An internal memo from founder and CEO Tobi Lütke of the thriving Canadian software firm Shopify leaked last week.
It would be easy to poke fun at the editors of Business Insider for even publishing a months-old e-mail, given that his most important point is that Shopify is a business.
That means it's not a family — at Shopify poor performers will get asked to leave — and it's not the government.
It can't stand completely apart from a culture or a country, as Lütke also wrote, but Shopify can't solve big social problems. And it can't supply everything an employee might need.
The timing of his memo last summer suggests a little about why he wrote it, because it followed by just a couple of months the murder of George Floyd in Minneapolis.

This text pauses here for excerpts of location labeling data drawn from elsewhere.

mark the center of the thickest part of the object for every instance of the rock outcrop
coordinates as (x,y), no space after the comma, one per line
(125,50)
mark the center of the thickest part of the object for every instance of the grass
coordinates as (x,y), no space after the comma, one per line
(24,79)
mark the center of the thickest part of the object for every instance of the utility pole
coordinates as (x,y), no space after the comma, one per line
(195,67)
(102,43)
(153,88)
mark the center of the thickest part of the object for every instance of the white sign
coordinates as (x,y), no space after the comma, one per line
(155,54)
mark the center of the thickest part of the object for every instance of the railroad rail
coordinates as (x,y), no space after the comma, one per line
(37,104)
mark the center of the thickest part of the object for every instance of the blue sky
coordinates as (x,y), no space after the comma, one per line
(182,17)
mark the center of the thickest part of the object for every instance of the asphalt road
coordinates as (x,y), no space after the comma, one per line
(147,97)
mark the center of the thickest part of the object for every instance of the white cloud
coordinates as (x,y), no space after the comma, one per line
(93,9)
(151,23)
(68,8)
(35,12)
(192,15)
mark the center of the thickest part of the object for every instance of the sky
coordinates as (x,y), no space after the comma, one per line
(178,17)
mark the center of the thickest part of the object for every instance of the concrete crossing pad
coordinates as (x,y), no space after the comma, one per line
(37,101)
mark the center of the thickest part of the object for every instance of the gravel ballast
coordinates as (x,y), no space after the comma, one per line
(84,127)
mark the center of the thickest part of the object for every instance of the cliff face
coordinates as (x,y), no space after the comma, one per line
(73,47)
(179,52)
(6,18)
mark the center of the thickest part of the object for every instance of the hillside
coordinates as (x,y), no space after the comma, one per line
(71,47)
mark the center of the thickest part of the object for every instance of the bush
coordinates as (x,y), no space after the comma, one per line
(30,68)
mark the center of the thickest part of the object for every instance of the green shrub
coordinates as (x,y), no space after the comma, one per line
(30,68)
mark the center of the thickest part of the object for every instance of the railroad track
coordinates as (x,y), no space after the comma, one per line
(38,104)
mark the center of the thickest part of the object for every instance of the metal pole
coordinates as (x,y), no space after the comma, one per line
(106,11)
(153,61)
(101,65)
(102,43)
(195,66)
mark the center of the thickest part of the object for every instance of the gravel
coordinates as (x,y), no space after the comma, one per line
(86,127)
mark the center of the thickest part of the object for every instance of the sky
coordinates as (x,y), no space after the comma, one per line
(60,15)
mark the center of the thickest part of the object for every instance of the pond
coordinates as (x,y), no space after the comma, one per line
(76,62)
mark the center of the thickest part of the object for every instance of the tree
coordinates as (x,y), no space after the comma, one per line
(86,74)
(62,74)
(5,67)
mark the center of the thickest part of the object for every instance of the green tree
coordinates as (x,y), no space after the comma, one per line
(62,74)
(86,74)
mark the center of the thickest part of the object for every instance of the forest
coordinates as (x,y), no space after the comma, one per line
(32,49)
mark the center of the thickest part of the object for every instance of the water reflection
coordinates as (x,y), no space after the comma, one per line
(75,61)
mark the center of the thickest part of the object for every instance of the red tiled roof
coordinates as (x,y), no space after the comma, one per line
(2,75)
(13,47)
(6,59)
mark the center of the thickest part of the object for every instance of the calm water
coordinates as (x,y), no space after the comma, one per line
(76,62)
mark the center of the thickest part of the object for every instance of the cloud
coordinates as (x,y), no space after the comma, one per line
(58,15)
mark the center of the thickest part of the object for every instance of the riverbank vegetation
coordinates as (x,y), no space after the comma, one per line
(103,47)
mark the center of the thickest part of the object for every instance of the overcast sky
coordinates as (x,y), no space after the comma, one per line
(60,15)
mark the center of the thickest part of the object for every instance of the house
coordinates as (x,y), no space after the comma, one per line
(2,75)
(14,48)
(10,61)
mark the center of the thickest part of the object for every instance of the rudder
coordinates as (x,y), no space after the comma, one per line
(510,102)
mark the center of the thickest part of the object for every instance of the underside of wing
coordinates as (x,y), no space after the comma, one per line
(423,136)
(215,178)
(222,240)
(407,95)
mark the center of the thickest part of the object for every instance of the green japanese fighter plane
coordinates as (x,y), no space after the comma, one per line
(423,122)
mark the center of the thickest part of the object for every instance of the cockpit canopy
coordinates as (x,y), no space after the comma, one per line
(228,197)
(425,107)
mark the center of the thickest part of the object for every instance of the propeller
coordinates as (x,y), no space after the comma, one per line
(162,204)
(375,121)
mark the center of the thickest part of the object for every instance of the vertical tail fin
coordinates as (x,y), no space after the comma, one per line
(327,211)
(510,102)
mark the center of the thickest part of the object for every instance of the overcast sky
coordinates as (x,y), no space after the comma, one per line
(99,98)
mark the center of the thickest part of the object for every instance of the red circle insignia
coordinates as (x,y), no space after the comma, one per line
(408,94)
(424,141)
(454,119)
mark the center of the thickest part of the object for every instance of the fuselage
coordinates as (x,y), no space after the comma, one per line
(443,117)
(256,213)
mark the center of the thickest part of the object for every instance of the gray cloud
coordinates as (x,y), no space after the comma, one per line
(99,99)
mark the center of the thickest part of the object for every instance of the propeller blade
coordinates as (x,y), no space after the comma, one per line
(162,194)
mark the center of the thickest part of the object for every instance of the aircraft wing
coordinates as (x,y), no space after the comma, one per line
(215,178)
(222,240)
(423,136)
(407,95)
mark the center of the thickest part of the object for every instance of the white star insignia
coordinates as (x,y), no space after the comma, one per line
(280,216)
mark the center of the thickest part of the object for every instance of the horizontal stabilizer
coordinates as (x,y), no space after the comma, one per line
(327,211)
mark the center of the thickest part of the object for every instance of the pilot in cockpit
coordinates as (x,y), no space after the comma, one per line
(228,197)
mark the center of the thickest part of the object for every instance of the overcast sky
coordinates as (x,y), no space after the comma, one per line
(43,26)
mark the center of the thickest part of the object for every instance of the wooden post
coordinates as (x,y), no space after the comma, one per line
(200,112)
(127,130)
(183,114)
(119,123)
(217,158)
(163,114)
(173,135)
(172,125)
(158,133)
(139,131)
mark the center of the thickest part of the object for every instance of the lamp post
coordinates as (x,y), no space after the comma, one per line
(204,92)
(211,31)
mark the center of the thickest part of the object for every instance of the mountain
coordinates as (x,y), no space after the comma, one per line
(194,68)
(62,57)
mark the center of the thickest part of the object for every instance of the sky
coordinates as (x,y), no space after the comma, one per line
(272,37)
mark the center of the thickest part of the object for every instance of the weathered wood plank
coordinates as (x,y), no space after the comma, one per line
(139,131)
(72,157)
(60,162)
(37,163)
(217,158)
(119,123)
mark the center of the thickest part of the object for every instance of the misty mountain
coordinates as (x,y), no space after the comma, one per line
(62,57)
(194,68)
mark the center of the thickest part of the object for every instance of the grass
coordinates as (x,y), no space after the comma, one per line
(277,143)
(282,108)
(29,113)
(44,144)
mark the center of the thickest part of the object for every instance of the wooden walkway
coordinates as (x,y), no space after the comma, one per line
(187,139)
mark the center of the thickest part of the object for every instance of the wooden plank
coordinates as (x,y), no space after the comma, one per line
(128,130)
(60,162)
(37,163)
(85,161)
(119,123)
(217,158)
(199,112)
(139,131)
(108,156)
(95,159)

The way Floyd was killed forced white executives who always thought of themselves as enlightened to question what they thought they knew about the long history of racial injustice in America.

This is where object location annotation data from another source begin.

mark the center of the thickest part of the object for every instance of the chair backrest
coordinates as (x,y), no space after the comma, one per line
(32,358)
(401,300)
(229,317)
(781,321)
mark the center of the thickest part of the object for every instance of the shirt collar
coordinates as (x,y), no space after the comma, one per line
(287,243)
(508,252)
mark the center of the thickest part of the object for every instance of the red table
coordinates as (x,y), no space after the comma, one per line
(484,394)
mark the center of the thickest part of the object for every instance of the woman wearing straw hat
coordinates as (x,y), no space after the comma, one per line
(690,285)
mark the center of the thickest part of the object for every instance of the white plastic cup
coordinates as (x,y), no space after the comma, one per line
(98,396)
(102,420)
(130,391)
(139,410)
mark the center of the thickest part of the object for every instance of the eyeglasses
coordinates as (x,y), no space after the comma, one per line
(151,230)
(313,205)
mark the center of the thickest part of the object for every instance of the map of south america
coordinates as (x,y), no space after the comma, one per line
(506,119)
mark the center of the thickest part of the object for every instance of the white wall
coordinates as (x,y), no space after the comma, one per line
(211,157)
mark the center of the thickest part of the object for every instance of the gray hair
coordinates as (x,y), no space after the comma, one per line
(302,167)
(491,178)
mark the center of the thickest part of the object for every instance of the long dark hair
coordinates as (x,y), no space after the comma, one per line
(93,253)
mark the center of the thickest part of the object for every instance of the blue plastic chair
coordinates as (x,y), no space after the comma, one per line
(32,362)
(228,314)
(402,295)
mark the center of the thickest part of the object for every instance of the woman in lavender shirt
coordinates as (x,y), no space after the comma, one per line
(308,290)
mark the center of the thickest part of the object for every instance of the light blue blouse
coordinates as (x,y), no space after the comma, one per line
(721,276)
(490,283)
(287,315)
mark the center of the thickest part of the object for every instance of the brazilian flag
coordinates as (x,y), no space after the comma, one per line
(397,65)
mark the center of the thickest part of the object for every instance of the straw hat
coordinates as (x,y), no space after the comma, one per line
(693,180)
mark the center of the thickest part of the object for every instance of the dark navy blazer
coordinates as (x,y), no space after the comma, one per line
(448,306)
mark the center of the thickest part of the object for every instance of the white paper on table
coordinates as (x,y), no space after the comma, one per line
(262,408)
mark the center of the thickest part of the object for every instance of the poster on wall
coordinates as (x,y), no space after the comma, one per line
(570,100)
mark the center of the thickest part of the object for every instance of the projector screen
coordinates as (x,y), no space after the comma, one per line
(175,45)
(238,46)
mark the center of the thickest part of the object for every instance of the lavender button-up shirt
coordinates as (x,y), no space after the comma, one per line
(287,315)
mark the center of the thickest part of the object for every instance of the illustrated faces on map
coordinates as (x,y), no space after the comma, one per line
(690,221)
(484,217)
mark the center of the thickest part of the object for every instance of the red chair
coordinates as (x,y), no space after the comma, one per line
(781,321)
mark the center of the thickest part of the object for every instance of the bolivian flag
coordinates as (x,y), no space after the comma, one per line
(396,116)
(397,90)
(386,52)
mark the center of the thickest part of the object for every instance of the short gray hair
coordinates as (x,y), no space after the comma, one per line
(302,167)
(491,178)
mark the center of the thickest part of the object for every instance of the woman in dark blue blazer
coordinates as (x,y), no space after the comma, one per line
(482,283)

It's hardly surprising that staffers up and down the organizational chart, including at Shopify, logged in at work and wanted to keep this conversation going. You can see how hard this was for some managers, like when Coinbase Global CEO Brian Armstrong became one of the first tech CEOs to shut down what he considered political discussions on grounds they divide the team and distract from the work.
That approach didn't always go that well, of course, as seen with the Chicago software firm Basecamp. It's well known for its project-management software even though this spring it had fewer than 60 employees.